Asgari ücretin ortalama ücret haline geldiği gerçeğini vurgulayan DİSK, çalışanların yarısından fazlasının hayatını sürdürmek zorunda olduğu asgari ücretin, açlık sınırının bile altına gerilediğini aktardı.
Son iki yılda 2023 Ocak ayından 2024 sonuna 24 ay boyunca asgari ücret yalnızca 4 ay açlık sınırının üzerinde oldu. Ekim 2024’te net asgari ücret 17.002 TL iken açlık sınırının 20.860 TL ve yoksulluk sınırı ise 72.156 TL olduğu belirtildi.
Türk-İş’in son araştırmasına göre Kasım’da ise yoksulluk sınırı 66 bin 976 lira olarak belirlendi. Yaklaşık 67 bin lira olan yoksulluk sınırı göz önüne alındığında DİSK’in talebi 33 bin 488 liraya işaret etti.
DİSK, yoksulluk sınırımı 2025 yılı asgari ücret ücreti belirlenirken asla göz ardı edilmemesi gereken üç kriter arasında gösterdi. Bunlar:
- Asla tutmayan ve sürekli revize edilen afaki enflasyon hedeflerine göre bir artış asla kabul edilemez. Bir yandan geçtiğimiz yıl işçiler için, dar gelirliler için gerçekleşen enflasyon karşısındaki kayıplar giderilmeli, bunun yanı sıra büyümeden ve milli gelir artışından hak ettikleri pay çalışanlara mutlaka verilmelidir.
- Asgari ücret bir işçinin değil, uluslararası standartlara uygun olarak işçinin bakmakla yükümlü olduğu hanehalkı ile birlikte geçinebileceği bir ücret olarak belirlenmelidir.
- Açlık ve yoksulluk sınırları göz ardı edilmemeli; bir evde iki kişi çalıştığı zaman o eve bir yoksulluk sınırı kadar gelir girebilmesi asgari ücret ile garanti altına alınmalıdır.

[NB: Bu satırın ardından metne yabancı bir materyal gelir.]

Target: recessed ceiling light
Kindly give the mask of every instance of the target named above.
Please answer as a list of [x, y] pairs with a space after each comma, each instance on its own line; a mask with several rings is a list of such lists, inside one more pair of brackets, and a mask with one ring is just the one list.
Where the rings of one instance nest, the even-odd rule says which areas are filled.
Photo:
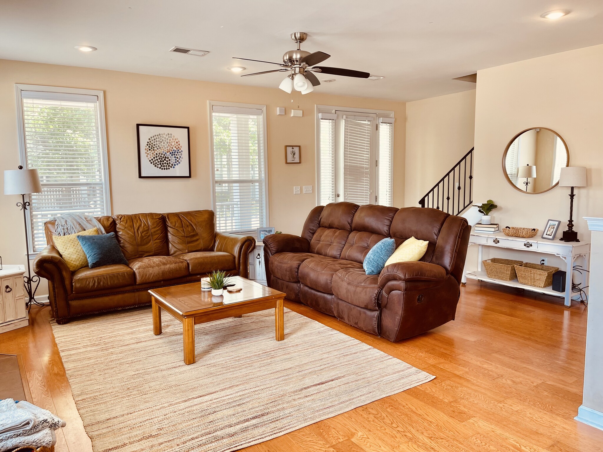
[[549, 11], [547, 13], [545, 13], [543, 14], [540, 16], [543, 19], [559, 19], [559, 17], [563, 17], [564, 16], [567, 16], [569, 14], [569, 11], [567, 10], [555, 10], [555, 11]]
[[98, 50], [96, 47], [92, 46], [75, 46], [75, 48], [80, 52], [93, 52], [95, 50]]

Talepleri arasına gelir verisi tarife dilimleri ile en düşük emekli aylığı gibi önemli konulara da değinen sendika, devletin özel sektördeki işçilerle kamu işçileri ve kamu görevlileri arasında ayrım yapmasının Anayasa’nın eşitlik ilkesine aykırı olduğunu kaydetti. Bu nedenle en düşük işçinin, memur ile emeklilerin ücret ve maaşlarının aynı olması gerektiğini savundu.